Treatment of Osteoarthritis Knee Pain
Start with acetaminophen up to 4,000 mg/day combined with quadriceps strengthening exercises, then escalate to oral NSAIDs if inadequate relief after 2-4 weeks, reserving intra-articular corticosteroids for acute exacerbations with effusion. 1
First-Line Treatment: Non-Pharmacological + Acetaminophen
Non-Pharmacological Interventions (Mandatory Foundation)
- Quadriceps strengthening exercises are strongly recommended as they provide sustained pain relief and functional improvement for 2-6 months 1
- Patient education programs through structured self-management (e.g., Arthritis Foundation programs) significantly improve pain outcomes 1
- Weight loss is recommended for overweight/obese patients (moderate strength recommendation) to reduce mechanical joint stress 1
- Walking aids (canes) and shoe insoles may reduce joint loading, though evidence is mixed for lateral wedge insoles 1
First-Line Pharmacological Treatment
- Acetaminophen (up to 4,000 mg/day) is the preferred initial oral analgesic due to favorable safety profile and long-term tolerability 1, 2
- Use the full 4,000 mg/day dose for 2-4 weeks before deeming it ineffective 1
- Counsel patients to avoid other acetaminophen-containing products to prevent exceeding maximum daily dose 1
Second-Line Treatment: NSAIDs
When to Escalate
- Oral NSAIDs are strongly recommended when acetaminophen fails or for patients with moderate-to-severe pain unresponsive to first-line therapy 1, 2
- NSAIDs demonstrate superior efficacy compared to acetaminophen (effect size ~0.5) but carry increased gastrointestinal and cardiovascular risks 1, 3
NSAID Selection Strategy
- Topical NSAIDs are preferred for patients ≥75 years old due to superior safety profile with comparable efficacy 1
- For patients with GI risk factors, use COX-2 selective inhibitors or add proton-pump inhibitors with nonselective NSAIDs 1
- Ibuprofen is FDA-approved for osteoarthritis symptom relief 2
Third-Line Treatment: Intra-Articular Corticosteroids
- Intra-articular corticosteroid injections are indicated for acute pain exacerbations, especially when accompanied by knee effusion 1
- These provide effective short-term pain relief but are not appropriate for routine long-term management 1
Additional Treatment Options (Limited Evidence)

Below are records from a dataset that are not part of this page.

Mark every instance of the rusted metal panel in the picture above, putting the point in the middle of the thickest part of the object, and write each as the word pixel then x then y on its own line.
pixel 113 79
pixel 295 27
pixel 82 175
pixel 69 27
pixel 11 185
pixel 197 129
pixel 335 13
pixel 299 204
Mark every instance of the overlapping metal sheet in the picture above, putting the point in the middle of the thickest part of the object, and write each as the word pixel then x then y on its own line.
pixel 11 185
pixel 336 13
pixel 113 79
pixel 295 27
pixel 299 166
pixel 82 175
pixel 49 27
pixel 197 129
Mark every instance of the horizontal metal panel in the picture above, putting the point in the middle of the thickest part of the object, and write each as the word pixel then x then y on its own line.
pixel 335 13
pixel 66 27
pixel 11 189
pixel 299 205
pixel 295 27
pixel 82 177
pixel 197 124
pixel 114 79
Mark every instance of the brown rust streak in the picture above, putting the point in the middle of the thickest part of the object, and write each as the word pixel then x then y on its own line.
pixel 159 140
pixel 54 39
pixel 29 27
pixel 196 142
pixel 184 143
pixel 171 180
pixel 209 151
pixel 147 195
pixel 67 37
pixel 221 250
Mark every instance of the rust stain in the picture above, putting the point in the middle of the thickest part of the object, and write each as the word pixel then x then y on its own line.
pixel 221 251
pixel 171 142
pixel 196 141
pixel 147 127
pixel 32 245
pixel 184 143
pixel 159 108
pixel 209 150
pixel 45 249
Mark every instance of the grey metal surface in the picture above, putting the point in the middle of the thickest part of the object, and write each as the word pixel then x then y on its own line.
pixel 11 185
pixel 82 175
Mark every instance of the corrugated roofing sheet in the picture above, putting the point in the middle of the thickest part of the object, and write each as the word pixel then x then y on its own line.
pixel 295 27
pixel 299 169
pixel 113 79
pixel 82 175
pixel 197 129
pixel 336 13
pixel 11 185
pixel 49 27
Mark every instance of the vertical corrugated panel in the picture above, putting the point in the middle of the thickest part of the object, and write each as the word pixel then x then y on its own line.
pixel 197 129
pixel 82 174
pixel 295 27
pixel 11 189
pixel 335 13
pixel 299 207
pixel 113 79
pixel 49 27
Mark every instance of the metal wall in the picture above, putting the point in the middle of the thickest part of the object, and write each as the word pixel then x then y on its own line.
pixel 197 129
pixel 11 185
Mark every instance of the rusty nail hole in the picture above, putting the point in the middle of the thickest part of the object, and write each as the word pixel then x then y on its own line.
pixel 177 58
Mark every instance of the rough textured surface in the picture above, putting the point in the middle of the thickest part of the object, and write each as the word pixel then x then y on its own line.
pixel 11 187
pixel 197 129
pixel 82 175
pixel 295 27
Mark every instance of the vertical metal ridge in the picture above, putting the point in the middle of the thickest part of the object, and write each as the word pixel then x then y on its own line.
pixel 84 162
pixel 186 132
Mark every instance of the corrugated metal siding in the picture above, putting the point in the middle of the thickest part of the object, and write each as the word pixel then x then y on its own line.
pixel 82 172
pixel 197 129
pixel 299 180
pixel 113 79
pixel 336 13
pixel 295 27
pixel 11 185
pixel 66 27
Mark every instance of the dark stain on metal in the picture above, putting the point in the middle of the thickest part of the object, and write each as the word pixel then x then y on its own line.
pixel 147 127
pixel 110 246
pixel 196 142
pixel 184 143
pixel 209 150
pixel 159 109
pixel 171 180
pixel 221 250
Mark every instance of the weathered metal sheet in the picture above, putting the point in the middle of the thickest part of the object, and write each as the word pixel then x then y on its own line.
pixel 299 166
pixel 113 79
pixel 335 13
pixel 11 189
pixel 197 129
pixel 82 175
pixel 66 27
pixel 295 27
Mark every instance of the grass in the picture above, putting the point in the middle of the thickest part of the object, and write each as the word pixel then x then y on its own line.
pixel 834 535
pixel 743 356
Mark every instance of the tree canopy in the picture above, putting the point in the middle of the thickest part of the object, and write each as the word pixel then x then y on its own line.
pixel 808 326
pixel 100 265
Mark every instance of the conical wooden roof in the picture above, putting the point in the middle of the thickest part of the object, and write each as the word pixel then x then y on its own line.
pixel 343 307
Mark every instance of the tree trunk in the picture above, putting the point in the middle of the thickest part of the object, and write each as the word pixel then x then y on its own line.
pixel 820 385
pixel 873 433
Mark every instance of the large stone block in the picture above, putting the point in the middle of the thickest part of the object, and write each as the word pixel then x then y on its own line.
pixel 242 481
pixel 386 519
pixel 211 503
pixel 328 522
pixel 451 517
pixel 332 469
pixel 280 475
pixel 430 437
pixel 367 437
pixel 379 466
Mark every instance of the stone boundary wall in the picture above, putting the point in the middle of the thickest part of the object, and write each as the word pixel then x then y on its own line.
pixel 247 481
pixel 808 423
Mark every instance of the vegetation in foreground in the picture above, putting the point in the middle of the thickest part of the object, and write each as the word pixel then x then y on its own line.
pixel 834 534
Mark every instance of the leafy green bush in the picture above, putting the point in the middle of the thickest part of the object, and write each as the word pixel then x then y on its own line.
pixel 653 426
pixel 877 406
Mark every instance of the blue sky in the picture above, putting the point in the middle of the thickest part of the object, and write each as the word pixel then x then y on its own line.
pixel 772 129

May Consider (Limited Strength Recommendations)
- Manual therapy added to exercise programs may improve pain and function 1
- Neuromuscular training (balance, agility, coordination) combined with exercise may improve performance-based function 1
- FDA-approved laser treatment may reduce pain 1
- Transcutaneous electrical nerve stimulation (TENS) may provide pain relief 1
- Massage in addition to usual care may improve symptoms 1
Insufficient Evidence (Cannot Recommend For or Against)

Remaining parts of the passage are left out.